Il Natale, insieme con la Pasqua, è senza dubbio la solennità più importante dell’anno cristiano: se a Pasqua si celebra il memoriale della morte e risurrezione, eventi decisivi nell’economia della salvezza, a Natale festeggiamo l’Incarnazione, la venuta nel mondo terreno del Figlio di Dio (e senza il Natale, ovviamente, non avrebbe potuto esserci nemmeno la Pasqua!). Questi fatti centrali della fede cristiana non possono prescindere da una domanda fondamentale: Gesù è davvero esistito? Stiamo parlando di una figura storica o di una bella leggenda?

Fino al periodo illuminista, nessuno ha mai seriamente dubitato dell’esistenza di Gesù di Nazareth. Certo, ci son state già dai primi secoli discussioni accesissime sulla sua “identità” -per usare un termine moderno: alcuni affermavano che non si trattasse del Figlio di Dio, ma di un semplice uomo, per quanto eccezionale e benedetto dal Signore; altri che avesse solo l’apparenza, l’immagine di uomo, ma che fosse una specie di visione scesa in terra per compiere la propria missione salvifica. Nessuno però negava che una persona chiamata Gesù fosse realmente vissuta e avesse predicato una nuova fede sulle polverose strade della Palestina. Nel ‘700 e nell’800, invece, qualcuno cominciò a parlare di Gesù come personaggio mitico, come “figura” di una salvezza attesa dagli ebrei e concretizzata dagli autori dei vangeli in un affascinante predicatore considerato dai suoi discepoli di origine divina. Non un uomo creduto Dio, ma in un certo senso il contrario: una fede in Dio che si materializza in un uomo mai davvero vissuto.
Non potendo affrontare una questione così complessa in poche righe, mi limito a qualche cenno. Tacito e Svetonio, due dei principali storici romani, accennano a Gesù nei loro scritti: è vero che si tratta di rapidi passaggi, ma per loro si trattava poco più che di una nota a margine, che per noi costituisce comunque un affidabile indizio. Anche qualche altro autore, come Giuseppe Flavio, un ebreo divenuto prigioniero dei Romani e poi autore di testi storici, fa riferimento a Cristo nella sua opera. Nei Vangeli compaiono riferimenti storici (quelli sulla nascita li esamineremo la prossima settimana), e la storia stessa della primissima comunità cristiana è un costante riferimento ad una persona fisica ed alla sua opera (come confermano le persecuzioni subite dagli Apostoli, a cui i sacerdoti ebrei impongono il silenzio su questo “Gesù Cristo”).

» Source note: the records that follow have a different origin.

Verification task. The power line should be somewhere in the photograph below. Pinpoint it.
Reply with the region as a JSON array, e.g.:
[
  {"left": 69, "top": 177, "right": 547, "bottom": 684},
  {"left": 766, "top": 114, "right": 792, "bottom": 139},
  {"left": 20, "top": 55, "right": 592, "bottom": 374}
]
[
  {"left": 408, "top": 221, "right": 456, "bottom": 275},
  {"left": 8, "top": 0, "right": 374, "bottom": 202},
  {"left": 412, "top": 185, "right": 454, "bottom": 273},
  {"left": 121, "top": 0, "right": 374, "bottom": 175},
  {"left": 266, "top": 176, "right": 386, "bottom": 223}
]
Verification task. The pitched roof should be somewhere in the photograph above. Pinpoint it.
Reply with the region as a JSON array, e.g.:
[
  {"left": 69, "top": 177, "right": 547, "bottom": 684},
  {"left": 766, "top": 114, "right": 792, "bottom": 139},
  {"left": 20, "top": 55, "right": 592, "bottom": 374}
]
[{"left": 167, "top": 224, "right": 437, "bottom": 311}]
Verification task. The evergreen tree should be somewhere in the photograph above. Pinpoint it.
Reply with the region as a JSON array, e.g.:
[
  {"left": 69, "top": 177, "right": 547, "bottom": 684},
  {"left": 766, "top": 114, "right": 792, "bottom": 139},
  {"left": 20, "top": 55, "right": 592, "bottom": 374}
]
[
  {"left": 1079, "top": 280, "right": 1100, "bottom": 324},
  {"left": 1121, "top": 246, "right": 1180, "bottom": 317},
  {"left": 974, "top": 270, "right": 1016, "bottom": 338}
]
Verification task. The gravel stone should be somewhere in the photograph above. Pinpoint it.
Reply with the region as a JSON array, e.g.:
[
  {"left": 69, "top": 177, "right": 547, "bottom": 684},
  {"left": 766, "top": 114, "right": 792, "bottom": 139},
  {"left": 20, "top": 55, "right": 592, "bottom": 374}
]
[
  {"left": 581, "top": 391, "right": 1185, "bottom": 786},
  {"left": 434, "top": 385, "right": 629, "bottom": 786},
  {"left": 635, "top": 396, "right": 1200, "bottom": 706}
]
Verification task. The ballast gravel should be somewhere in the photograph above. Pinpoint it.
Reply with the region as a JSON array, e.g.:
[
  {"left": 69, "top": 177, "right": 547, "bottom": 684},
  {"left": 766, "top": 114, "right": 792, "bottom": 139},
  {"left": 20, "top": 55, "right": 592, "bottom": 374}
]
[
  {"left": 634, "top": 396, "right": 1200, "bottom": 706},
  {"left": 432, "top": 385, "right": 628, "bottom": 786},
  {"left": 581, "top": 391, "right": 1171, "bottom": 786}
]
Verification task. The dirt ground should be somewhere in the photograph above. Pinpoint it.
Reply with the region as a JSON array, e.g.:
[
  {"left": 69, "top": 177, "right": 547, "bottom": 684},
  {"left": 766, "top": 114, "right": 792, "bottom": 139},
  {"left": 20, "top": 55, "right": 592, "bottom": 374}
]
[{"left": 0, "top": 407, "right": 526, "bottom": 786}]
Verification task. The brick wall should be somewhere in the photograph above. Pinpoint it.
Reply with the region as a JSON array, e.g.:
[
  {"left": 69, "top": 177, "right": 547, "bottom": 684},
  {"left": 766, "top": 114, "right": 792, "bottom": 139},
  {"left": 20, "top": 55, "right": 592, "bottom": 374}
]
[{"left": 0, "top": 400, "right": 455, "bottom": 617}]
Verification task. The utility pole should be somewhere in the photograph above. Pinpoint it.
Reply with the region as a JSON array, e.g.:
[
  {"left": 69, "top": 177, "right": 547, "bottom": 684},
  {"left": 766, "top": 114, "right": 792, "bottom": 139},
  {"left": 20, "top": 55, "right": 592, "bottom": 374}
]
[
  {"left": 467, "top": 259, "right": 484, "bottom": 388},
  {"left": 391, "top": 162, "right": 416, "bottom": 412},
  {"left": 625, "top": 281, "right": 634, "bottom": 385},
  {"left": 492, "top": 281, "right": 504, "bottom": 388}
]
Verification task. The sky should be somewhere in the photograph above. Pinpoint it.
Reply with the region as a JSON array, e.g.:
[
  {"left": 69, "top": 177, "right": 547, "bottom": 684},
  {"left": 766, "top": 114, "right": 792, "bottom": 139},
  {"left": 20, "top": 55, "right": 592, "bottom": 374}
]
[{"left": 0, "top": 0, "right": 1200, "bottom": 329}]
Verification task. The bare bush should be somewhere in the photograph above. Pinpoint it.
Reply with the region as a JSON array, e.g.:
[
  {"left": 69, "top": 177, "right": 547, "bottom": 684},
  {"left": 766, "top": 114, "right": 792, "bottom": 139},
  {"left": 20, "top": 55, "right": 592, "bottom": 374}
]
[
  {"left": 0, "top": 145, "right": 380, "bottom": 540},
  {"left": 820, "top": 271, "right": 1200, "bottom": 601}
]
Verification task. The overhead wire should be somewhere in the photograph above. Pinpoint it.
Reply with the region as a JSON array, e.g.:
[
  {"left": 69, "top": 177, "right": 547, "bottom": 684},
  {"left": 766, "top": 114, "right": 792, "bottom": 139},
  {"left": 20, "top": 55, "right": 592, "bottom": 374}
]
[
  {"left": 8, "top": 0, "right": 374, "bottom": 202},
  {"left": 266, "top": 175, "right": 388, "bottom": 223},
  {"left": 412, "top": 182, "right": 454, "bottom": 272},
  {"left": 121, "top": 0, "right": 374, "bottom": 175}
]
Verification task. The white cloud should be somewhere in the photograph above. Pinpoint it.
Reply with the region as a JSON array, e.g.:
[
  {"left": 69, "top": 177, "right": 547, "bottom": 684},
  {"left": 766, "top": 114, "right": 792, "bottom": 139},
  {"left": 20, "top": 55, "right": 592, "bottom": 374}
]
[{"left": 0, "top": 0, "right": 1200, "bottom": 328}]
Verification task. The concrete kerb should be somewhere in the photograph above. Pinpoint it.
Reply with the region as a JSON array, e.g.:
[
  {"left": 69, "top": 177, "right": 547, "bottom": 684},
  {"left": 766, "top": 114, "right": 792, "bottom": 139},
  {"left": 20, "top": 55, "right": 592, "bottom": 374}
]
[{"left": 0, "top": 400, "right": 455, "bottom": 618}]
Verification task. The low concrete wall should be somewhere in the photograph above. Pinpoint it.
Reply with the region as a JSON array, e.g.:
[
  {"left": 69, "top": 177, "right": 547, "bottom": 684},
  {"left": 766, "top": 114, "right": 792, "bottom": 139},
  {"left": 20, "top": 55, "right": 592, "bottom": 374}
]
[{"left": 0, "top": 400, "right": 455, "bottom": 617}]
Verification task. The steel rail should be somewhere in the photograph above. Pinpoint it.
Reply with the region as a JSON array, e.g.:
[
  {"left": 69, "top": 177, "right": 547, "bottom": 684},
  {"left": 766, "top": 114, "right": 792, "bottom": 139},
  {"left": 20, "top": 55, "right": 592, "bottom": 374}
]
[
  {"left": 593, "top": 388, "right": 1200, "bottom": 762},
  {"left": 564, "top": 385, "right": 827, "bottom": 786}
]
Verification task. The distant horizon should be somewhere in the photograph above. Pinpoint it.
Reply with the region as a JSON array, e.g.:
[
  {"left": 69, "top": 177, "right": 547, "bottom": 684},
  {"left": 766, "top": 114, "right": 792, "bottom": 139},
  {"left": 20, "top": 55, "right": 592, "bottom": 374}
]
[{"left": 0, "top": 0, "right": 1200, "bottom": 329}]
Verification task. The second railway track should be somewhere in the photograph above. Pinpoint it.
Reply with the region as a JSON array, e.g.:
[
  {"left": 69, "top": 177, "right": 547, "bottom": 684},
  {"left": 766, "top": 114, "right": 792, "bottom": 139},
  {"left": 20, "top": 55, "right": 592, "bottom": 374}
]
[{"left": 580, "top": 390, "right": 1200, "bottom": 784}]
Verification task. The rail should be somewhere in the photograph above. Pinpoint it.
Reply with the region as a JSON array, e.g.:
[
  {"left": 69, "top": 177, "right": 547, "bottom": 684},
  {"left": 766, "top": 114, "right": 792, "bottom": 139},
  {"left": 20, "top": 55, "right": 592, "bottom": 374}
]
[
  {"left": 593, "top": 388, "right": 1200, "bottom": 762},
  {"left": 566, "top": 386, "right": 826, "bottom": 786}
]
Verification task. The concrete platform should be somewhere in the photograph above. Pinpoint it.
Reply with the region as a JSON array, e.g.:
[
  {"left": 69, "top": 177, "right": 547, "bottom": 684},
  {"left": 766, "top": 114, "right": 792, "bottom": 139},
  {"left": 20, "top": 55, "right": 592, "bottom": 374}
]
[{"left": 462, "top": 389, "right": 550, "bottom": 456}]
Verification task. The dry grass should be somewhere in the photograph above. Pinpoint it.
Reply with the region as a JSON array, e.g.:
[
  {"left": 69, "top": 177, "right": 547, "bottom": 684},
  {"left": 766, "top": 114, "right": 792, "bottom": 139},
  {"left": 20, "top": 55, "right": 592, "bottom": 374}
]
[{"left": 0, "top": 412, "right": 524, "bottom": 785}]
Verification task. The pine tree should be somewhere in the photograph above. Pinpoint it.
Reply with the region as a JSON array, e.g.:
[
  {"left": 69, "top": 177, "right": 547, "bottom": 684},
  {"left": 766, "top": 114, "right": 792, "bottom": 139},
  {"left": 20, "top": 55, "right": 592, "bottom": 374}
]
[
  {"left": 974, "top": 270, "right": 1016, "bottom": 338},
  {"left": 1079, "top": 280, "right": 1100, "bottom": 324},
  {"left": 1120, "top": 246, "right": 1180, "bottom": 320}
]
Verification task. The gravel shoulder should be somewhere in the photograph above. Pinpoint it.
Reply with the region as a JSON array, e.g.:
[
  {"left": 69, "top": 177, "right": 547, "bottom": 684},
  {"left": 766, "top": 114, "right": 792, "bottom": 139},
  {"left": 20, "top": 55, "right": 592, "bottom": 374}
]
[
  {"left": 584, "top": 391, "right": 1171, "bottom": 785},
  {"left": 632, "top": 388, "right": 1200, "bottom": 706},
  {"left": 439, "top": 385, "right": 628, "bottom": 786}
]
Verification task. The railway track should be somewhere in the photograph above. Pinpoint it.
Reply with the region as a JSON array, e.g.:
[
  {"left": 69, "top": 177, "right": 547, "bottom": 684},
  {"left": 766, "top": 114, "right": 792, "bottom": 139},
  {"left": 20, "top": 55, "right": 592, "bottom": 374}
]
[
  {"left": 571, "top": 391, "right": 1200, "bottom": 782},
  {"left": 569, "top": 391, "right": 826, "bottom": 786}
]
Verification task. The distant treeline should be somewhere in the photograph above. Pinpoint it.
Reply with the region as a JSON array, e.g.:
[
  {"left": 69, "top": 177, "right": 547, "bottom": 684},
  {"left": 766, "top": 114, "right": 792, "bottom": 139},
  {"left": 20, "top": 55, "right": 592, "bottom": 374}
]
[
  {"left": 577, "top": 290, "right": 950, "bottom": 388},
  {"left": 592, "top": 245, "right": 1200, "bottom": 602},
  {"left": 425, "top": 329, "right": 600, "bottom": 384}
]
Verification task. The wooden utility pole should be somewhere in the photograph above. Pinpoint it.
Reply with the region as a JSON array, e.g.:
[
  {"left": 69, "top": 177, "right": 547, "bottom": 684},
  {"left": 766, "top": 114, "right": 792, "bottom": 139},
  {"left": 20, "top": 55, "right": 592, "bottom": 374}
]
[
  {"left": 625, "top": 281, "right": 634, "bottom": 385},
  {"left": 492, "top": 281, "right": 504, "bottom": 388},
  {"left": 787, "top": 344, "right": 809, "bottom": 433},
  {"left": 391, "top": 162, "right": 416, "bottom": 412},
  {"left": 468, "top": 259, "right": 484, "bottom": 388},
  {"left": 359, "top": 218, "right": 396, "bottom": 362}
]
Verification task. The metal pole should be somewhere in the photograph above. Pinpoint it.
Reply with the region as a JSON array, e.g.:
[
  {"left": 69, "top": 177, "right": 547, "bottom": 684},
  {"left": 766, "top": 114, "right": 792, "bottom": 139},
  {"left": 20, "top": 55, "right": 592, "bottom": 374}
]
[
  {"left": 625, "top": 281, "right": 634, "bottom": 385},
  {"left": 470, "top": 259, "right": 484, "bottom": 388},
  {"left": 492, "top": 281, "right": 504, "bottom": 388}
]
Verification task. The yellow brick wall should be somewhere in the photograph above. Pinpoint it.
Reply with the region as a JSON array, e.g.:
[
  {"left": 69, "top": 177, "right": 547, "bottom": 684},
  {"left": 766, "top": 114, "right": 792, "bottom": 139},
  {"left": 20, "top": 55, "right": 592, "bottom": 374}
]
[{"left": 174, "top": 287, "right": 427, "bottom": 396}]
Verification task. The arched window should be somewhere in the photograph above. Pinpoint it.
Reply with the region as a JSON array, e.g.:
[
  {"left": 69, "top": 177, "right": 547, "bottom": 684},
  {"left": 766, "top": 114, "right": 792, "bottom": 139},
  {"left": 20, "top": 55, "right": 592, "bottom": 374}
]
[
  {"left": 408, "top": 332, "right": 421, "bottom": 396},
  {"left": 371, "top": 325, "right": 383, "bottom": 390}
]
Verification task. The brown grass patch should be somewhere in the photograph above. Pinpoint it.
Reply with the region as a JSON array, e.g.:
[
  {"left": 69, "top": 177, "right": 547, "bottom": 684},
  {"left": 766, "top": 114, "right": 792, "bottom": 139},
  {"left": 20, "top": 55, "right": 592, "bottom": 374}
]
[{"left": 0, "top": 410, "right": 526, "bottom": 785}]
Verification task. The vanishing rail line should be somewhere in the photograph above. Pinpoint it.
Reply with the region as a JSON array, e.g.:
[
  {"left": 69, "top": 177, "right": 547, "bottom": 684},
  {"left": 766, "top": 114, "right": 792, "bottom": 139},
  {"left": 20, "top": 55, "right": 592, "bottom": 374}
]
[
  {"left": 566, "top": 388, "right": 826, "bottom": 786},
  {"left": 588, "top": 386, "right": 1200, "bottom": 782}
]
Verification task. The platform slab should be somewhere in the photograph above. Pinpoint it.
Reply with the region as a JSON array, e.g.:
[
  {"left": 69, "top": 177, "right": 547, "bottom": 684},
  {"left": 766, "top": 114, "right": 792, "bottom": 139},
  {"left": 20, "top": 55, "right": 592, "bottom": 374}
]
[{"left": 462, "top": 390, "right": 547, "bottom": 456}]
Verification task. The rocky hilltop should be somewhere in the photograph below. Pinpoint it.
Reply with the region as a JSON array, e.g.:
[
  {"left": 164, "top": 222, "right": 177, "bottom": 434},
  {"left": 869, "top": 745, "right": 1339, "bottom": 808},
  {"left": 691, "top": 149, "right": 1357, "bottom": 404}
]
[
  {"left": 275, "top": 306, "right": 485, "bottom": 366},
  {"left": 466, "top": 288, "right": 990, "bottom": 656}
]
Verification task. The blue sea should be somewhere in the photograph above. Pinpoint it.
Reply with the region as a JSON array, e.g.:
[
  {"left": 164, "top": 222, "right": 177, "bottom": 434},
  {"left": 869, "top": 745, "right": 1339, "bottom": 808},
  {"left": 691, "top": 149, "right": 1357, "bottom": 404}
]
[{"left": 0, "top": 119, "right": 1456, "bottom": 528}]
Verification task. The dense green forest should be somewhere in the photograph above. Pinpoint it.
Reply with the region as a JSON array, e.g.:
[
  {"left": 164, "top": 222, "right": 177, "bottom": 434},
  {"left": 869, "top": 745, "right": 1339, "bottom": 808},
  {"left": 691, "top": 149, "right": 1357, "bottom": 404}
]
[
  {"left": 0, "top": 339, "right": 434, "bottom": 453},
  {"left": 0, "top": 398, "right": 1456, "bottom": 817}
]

Ma, a ben vedere, è l’immagine stessa di Gesù che emerge dal Vangelo la miglior conferma di verità: una figura così lontana dall’immagine del Messia che gli ebrei- soprattutto la classe sacerdotale- avevano in mente che, se qualcuno avesse inteso costruire un mito di successo, gli avrebbe dato ben altri contorni. Il Messia che nasce nella stalla e muore sulla croce (che si creda o no nel suo messaggio: quello è tutto un altro discorso) è un Salvatore così poco plausibile per la fede ebraica del tempo che siamo davvero condotti a ritenere che chi l’ha descritto non potesse agire altrimenti, perché aveva davanti a sé un personaggio reale e non un racconto pensato a tavolino.